Many types of Internet attacks utilize indirection as a means to hide their source. For example, the act of utilizing a chain of compromised machines in an attack is a common means of foiling a defender's attempts to locate the source of an attack. Similarly, distributed denial-of-service (DDoS) attacks are often launched from compromised computers, sometimes called ``zombies'', both to harness the power of many machines and to obfuscate where the true source of the attack lies. Today, such indirection is a highly successful means to provide anonymity to attackers.

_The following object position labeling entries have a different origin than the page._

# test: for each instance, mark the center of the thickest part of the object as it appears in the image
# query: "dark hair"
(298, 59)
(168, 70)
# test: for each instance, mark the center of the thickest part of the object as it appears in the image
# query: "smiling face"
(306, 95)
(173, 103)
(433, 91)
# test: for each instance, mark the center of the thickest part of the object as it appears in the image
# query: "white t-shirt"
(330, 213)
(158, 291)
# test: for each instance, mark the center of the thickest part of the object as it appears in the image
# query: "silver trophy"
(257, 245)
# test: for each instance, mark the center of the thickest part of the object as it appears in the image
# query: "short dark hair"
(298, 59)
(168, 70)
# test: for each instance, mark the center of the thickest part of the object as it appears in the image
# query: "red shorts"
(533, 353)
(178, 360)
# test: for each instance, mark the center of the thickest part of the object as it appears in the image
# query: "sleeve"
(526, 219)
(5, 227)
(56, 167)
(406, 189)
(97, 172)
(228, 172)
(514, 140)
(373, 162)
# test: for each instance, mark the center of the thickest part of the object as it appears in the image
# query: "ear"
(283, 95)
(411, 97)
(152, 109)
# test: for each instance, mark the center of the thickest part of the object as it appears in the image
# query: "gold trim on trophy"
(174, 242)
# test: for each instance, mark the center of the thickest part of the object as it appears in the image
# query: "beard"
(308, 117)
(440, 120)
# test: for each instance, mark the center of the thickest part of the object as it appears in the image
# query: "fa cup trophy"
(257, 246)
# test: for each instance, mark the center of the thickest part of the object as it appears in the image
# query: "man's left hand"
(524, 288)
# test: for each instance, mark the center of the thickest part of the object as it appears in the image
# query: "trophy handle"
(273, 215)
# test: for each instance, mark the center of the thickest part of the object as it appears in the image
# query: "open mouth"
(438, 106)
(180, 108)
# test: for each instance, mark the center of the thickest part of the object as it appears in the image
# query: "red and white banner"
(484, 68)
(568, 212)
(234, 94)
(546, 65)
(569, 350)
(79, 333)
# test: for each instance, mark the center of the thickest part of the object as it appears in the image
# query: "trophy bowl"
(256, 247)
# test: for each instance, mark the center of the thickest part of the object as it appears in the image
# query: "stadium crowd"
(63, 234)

In the Dragnet project, we take the position that the Internet architecture should be extended to include auditing mechanisms that enable the forensic analysis of network data, with a goal of identifying the true originator of each attack ---- even if the attacker recruits innocent hosts as zombies to propagate the attack.   We define an approach with the promise to dramatically change investigations of Internet-based attacks.  Our goal is to determine both the host responsible for originating an attack and the set of attack flows to reconstruct how an attack unfolded.  We argue that knowledge of both is important for combating attacks: knowledge of the origin supports law enforcement, and knowledge of the causal flows that advance the attack supports diagnosis of how network defenses were breached.

We proposed a random moonwalk algorithm that can find the origin and the initial propagation paths of a worm attack, either within an intranet or on the Internet as a whole, by performing post-mortem analysis on the traffic records logged by the networks. The algorithm works by repeatedly sampling paths on the host communication graph with random walks. Each walk randomly traverses the edges of the graph backwards in time, and hence the name random moonwalk.